There is nothing in the wording of Article 8(2)(e)(iv) (or (b)(ix)) of the Rome Statute nor the elements of crimes that requires demonstrating human harm to prove this crime. To the contrary, the elements are consistent with the historic reading of the provision and require, inter alia, that the perpetrator directed an attack against one or more protected buildings, which did not constitute military objectives; and that s/he intended to direct such attack. As such, suggesting that profoundly affecting a people’s social practices and structures “is precisely why such acts constitute a crime under Article 8(2)(e)(iv) of the Rome Statute” is a legal innovation, which may bear unforeseen consequences.
Insisting on the possible human consequences of attacks against cultural heritage may restrict the applicability of these provisions. For example, the Buddhas of Bamiyan dynamited in 2001 were not in active use as a cultural or religious site; indeed there is no record of Buddhism in Afghanistan after the 14th Century. Granted, this destruction predated the ICC era and it is generally accepted that these acts took place during peacetime. But, what if it happened today in the context of an armed conflict? There are important similarities with the case of Timbuktu: the sites had either tentative or declared world heritage status; their destruction occurred as a consequence of sheer iconoclasm; and, in both cases, the international community reacted with shock and outrage.
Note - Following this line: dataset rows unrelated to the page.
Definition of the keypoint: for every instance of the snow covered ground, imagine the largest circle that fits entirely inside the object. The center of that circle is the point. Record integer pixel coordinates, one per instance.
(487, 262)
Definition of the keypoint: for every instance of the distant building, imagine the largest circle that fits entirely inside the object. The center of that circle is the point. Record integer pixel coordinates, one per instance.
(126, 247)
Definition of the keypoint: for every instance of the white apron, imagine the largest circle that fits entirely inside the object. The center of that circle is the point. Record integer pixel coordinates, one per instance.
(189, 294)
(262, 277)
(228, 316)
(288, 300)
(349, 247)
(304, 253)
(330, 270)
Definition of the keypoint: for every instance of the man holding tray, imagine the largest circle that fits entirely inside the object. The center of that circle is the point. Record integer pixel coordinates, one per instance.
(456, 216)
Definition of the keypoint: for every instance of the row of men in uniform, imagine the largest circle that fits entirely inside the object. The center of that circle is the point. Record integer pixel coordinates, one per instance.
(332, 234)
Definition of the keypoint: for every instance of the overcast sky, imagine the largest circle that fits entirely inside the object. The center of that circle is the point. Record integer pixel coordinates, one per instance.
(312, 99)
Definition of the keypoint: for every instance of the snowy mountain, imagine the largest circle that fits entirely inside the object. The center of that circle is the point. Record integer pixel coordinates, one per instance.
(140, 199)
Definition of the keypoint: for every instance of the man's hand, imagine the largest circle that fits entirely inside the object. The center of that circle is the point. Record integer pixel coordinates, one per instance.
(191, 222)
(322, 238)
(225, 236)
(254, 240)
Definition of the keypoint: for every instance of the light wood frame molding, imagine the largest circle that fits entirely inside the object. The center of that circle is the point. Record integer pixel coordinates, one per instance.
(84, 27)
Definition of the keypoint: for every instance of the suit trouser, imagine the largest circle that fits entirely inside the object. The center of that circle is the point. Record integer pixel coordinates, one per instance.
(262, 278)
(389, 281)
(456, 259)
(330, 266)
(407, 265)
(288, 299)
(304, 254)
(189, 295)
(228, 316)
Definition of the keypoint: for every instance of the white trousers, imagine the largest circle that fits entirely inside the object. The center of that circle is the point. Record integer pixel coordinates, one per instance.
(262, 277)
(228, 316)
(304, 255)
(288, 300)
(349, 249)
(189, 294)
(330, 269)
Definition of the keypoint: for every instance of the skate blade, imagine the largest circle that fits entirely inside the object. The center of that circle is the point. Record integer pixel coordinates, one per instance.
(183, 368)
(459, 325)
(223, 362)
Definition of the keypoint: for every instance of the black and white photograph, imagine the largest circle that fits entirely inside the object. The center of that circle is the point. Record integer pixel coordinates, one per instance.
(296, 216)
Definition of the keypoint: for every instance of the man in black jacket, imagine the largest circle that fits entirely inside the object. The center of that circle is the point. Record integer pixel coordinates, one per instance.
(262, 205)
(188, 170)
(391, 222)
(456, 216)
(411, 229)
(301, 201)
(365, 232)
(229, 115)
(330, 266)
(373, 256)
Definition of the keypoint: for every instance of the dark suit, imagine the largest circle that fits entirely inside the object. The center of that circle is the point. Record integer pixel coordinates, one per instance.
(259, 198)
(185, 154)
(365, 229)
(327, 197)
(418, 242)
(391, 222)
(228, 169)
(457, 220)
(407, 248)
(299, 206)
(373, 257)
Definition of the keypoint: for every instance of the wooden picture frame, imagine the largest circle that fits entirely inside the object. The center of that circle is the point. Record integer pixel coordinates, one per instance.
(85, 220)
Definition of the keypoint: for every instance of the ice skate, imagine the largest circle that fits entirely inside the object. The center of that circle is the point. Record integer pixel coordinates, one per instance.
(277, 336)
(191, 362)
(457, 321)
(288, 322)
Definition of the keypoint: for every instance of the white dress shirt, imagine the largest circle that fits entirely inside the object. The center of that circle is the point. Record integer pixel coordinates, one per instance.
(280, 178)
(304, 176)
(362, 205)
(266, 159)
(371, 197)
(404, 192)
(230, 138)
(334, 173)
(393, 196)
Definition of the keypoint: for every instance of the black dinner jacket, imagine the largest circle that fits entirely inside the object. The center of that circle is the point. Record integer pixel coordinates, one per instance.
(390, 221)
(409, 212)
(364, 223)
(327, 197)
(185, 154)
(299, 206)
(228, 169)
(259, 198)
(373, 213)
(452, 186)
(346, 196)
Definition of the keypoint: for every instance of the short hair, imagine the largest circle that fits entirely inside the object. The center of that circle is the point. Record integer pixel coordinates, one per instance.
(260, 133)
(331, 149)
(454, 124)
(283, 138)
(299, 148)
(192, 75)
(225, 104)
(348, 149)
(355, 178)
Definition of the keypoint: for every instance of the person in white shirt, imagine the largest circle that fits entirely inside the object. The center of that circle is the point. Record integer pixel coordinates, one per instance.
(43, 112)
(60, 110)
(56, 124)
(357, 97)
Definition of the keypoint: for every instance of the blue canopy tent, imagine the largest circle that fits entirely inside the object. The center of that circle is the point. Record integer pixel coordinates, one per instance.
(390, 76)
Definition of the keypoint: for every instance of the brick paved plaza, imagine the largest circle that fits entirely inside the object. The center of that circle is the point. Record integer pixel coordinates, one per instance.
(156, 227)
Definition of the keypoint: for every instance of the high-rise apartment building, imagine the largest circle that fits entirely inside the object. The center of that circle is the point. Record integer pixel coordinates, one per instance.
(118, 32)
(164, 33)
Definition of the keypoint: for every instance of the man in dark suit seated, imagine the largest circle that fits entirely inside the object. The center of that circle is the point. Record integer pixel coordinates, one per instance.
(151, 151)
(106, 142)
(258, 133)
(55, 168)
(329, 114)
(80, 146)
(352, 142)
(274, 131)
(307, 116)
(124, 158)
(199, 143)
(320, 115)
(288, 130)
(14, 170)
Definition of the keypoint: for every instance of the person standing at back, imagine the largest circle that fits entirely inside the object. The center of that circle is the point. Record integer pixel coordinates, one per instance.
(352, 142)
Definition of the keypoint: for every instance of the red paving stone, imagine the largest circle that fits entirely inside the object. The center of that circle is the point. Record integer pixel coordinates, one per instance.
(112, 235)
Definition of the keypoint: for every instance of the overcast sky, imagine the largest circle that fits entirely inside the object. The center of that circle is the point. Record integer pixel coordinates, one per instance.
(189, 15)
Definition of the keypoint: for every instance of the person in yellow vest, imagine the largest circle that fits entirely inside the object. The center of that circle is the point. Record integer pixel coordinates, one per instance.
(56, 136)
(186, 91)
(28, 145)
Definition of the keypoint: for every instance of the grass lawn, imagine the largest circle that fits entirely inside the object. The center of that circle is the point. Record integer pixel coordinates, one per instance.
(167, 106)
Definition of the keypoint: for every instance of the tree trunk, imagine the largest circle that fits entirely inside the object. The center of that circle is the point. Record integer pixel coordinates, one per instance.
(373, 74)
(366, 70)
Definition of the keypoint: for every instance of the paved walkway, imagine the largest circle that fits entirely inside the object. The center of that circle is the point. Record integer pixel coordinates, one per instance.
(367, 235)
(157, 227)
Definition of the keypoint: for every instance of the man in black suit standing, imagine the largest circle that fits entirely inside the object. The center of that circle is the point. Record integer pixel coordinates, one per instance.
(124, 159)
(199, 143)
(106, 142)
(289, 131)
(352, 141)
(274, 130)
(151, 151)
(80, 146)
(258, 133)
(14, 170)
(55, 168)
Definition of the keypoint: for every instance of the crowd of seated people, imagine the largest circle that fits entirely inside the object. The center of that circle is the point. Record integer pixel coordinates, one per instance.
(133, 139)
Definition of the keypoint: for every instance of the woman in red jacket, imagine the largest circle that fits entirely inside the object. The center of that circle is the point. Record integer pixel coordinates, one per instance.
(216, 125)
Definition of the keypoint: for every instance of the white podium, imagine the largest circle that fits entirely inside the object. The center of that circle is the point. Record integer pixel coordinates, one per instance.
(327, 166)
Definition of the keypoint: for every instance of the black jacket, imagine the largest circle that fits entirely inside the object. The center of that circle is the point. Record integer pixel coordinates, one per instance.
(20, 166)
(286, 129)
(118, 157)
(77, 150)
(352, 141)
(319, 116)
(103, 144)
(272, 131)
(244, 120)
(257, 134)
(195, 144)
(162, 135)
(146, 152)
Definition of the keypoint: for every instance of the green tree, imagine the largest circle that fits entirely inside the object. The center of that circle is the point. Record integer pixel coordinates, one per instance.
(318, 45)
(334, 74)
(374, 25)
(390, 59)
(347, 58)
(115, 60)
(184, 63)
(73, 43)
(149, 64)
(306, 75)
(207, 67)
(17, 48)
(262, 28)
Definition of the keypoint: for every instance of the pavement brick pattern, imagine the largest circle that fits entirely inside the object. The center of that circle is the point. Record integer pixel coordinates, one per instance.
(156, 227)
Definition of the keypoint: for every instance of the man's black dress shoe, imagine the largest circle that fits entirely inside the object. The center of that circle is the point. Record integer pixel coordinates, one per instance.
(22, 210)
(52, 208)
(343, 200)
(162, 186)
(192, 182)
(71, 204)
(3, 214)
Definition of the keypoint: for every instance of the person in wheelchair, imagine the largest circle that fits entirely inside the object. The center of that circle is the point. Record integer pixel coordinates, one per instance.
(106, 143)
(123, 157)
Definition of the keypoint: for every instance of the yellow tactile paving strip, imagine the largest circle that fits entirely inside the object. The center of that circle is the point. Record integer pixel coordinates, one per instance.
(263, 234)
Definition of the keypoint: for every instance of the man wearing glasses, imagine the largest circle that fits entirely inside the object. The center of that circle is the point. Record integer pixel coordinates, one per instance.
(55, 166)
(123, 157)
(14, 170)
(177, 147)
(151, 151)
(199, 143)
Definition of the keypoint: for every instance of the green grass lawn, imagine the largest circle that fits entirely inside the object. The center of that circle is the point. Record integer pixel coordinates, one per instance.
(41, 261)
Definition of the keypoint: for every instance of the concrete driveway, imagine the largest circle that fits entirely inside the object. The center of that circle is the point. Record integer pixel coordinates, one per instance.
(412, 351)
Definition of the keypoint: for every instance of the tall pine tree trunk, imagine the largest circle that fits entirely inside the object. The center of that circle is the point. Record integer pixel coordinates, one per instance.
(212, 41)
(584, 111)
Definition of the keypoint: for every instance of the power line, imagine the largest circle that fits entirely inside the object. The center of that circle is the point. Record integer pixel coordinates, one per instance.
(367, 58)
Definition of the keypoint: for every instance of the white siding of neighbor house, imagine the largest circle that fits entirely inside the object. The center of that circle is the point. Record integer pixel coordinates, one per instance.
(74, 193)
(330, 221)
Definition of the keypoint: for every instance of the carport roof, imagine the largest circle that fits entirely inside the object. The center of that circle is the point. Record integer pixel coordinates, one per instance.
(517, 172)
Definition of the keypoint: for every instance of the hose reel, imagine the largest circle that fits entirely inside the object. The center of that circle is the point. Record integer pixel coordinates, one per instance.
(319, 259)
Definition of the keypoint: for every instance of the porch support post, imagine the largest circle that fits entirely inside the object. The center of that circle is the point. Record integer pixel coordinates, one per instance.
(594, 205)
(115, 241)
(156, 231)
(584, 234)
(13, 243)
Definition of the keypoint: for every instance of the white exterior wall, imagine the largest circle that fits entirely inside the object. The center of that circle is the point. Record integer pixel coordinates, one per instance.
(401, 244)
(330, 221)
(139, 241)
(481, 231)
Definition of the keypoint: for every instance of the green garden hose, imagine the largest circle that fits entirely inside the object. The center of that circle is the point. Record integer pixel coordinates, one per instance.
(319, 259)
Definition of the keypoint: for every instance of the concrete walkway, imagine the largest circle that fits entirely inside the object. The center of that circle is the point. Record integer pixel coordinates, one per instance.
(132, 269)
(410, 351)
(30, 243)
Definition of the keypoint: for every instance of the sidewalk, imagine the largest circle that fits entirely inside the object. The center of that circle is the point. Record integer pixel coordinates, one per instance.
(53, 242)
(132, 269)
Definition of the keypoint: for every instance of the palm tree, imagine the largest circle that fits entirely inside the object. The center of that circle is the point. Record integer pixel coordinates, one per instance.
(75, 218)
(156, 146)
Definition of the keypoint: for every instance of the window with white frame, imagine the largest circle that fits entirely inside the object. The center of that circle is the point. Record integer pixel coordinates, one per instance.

However, the approach in Al Mahdi where harm to the human persons is paramount would potentially exclude such attacks from the coverage of the Rome Statute provisions on cultural heritage.
The Prosecutor’s declaration that the common denominator of all core Rome Statute crimes is that they inflict irreparable damage to the human persons may have a profound effect on the Court’s future activities. Recently, the prosecution indicated that it wishes to focus on acts harming the environment. Would such acts also require an anthropocentric impact in accordance with the Al Mahdi approach? If so, is there really any independent value in declaring a willingness to address environmental harm, or attacks on cultural heritage, for that matter?
Ultimately, all crimes have some anthropocentric rationale: it is humans who define them, and we inevitably choose to criminalise what we deem important to us. In the case of cultural heritage, it could be its time-capsule quality as a source of knowledge about our past, it could be its beauty, its symbolic relevance, or all of these things combined. In the case of the environment, it may be as simple as the fact that earth is our only home. However, stretching the anthropocentric emphasis in line with the prosecution’s approach in Al Mahdi entails the risk of turning a blind eye to the independent value of objects and entities in and of themselves.